Free speech in Europe is dying. On January 20 the Netherlands, once thought to be a tolerant, liberal country, opened criminal proceedings against Geert Wilders, head of the Dutch Freedom Party. He is accused of religious hate speech for his film Fitna, which pointed out the obvious, that Islam ain’t the most tolerant of religions, as well as statements made in support of proposals to limit Muslim immigration and ban the Quran just as the Netherlands bans Adolf Hitler’s Mein Kampf.
Paul Marshall of the Hudson Institute worries:
The American media’s silence about the Geert Wilders trial is puzzling – the trial is explosive, much more so than most of America’s perennial “trials of the century.” Wilders, leader of the Freedom party, is arguably the Netherlands’s most popular politician, but for years he has had to live in safe houses, including on military bases. He now faces the possibility of imprisonment on charges of “group insult” and “incitement to hatred,” as defined by articles 137 (c) and (d) of the Dutch penal code, for his public speeches and op-eds criticizing Islam.
Apart from its direct and immediate threat to free speech, the trial exposes the growth of political violence and repression in the Netherlands, long lauded as the most tolerant country in Europe, if not the world. Thirty years ago, I interviewed then-prime minister Dries van Agt simply by strolling into his unguarded parliamentary office and asking his secretary if he could spare me a couple of minutes. Now it is a country where politicians and artists are targeted by vigilantes and the state.
In 2002, popular Dutch politician and gay activist Pim Fortuyn was murdered by an environmentalist who took offense at Fortuyn’s criticism of Islam. In 2004, one of the country’s leading documentarians, Theo Van Gogh, was murdered, and almost beheaded, on the streets of Amsterdam in retaliation for a film he made about Islam (Submission). In 2006, a gathering of scholars and commentators critical of Islam and Islamism led the Dutch security service to invoke an alert level just short of “national emergency.” In 2008, the prospective release of Wilders’s film Fitna led to special sessions of the Dutch cabinet. The country’s best-known member of parliament, Ayaan Hirsi Ali, for many years had to live in hiding, and even briefly fled the country. This is the situation in the heart of liberal Europe.

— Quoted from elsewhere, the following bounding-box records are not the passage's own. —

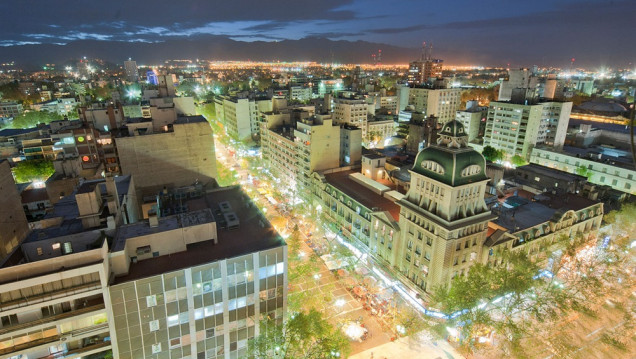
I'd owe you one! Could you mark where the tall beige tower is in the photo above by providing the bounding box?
[397,120,495,292]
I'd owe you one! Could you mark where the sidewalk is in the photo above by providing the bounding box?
[349,333,465,359]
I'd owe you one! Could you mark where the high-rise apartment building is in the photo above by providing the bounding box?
[312,121,603,294]
[402,87,462,124]
[214,96,273,140]
[0,176,288,359]
[261,115,361,197]
[497,69,538,101]
[407,59,444,85]
[484,101,572,158]
[333,97,369,139]
[124,59,139,82]
[455,101,488,142]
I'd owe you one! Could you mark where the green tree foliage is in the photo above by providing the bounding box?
[13,160,55,183]
[0,81,26,103]
[576,166,592,181]
[431,236,634,357]
[510,155,528,167]
[11,111,63,128]
[246,309,350,359]
[481,146,504,162]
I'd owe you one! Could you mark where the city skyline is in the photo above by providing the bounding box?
[0,1,636,67]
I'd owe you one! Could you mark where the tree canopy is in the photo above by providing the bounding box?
[481,146,504,162]
[246,309,349,359]
[13,160,55,183]
[510,155,528,167]
[11,111,63,128]
[431,236,634,357]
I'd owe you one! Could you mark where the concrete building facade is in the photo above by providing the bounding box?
[115,116,217,191]
[484,102,572,159]
[408,87,462,124]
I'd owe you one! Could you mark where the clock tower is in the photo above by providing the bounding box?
[397,121,496,292]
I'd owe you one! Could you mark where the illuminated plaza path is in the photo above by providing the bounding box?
[206,112,462,359]
[349,333,464,359]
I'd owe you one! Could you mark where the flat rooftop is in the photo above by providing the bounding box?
[114,186,285,284]
[517,163,587,181]
[493,193,598,233]
[325,170,400,221]
[537,146,634,170]
[174,115,208,125]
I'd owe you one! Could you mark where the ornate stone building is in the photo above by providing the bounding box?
[397,121,495,290]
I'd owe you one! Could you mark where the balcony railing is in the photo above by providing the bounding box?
[0,302,106,335]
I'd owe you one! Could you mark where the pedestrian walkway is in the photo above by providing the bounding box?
[349,333,465,359]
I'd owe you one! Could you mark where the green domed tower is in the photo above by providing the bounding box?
[398,121,495,290]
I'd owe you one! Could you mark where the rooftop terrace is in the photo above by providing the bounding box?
[325,170,400,221]
[115,186,285,283]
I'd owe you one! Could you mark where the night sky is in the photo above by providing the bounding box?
[0,0,636,67]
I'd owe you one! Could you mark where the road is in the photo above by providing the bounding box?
[215,129,462,359]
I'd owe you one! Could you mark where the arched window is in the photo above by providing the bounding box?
[461,165,481,177]
[422,160,445,175]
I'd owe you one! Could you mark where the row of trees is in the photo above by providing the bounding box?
[431,204,636,357]
[13,160,55,183]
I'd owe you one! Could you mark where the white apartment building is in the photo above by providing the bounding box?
[484,102,572,158]
[497,69,538,101]
[261,116,346,200]
[289,86,313,101]
[124,60,139,82]
[530,146,636,194]
[455,101,488,142]
[408,87,462,125]
[214,96,273,140]
[333,98,369,138]
[0,176,288,359]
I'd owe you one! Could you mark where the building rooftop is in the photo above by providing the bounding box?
[174,115,208,125]
[115,186,285,283]
[492,193,598,233]
[325,170,400,221]
[537,146,634,170]
[517,163,587,181]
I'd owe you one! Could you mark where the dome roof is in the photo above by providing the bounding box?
[412,121,488,187]
[412,146,488,187]
[439,120,468,137]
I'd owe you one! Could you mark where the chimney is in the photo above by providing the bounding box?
[148,213,159,228]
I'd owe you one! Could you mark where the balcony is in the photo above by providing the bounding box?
[39,337,110,359]
[0,302,106,335]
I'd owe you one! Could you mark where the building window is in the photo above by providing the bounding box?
[62,242,73,254]
[146,294,157,307]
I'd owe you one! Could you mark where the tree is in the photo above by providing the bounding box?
[13,160,55,183]
[510,155,528,167]
[246,309,350,359]
[576,165,592,181]
[481,146,503,162]
[11,111,63,128]
[431,236,634,357]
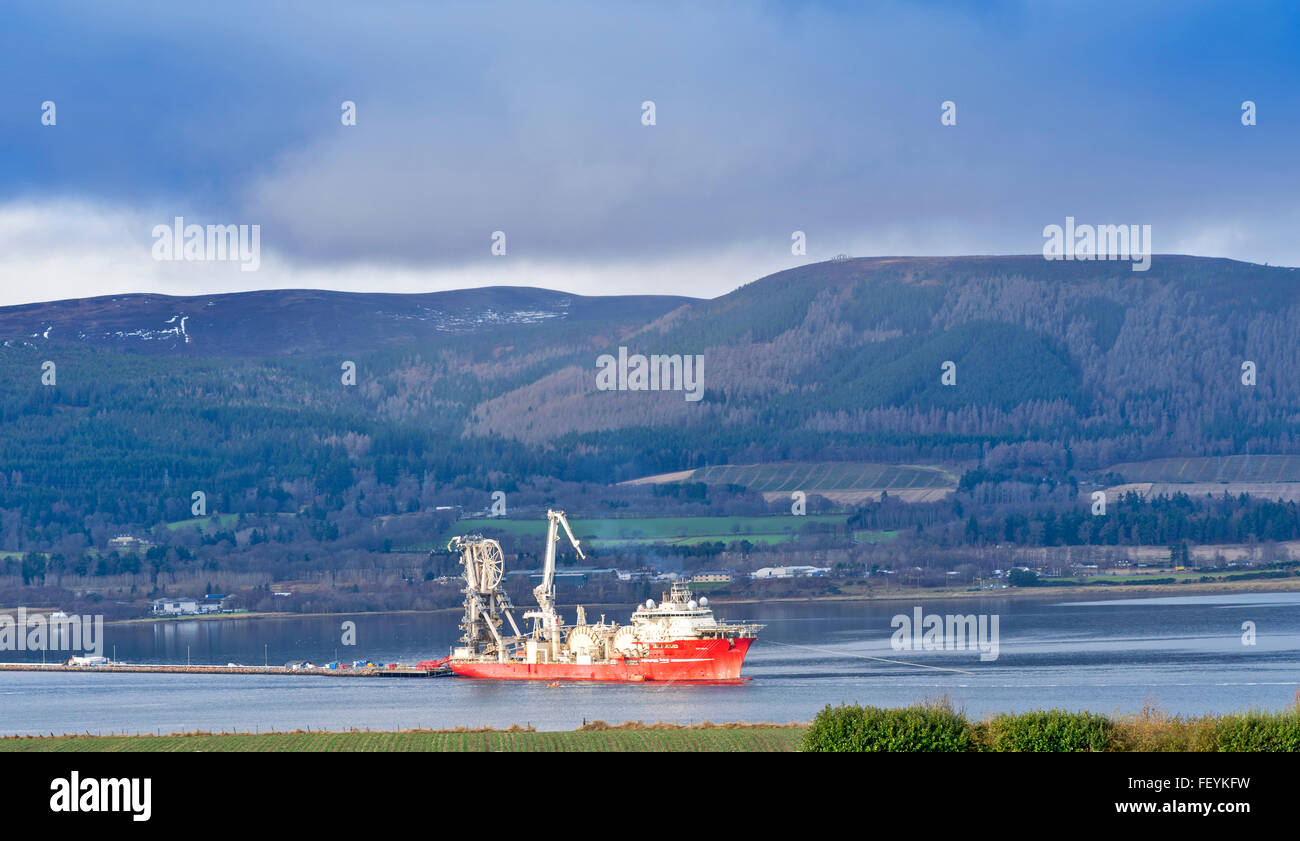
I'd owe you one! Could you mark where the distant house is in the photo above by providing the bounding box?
[108,534,153,551]
[153,598,198,616]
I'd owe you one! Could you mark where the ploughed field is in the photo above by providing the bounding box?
[628,461,958,503]
[447,513,863,546]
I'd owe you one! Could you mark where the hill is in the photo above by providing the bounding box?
[0,255,1300,595]
[0,286,693,357]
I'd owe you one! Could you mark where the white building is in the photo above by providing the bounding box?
[153,598,199,616]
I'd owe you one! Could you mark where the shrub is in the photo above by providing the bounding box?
[984,710,1114,753]
[1213,708,1300,751]
[801,703,975,751]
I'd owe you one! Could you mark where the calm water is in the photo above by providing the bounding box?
[0,593,1300,733]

The worst religious persecutors abroad are Islamic states–think Saudi Arabia, for instance. Persecuting Islamic states like Pakistan are leading the campaign against the “defamation” of religion through the United Nations. And even more ominously, as evidenced by the Wilders case, intolerant Islamic extremists are turning European governments into their de facto agents.
One does not have to agree with every proposal and statement made by Wilders to recognize the danger posed by his prosecution. Americans have to remain on alert to ensure that this sort of outrageous political correctness is not allowed to curb free speech in America, including the right to criticize Islam and Islamic extremists.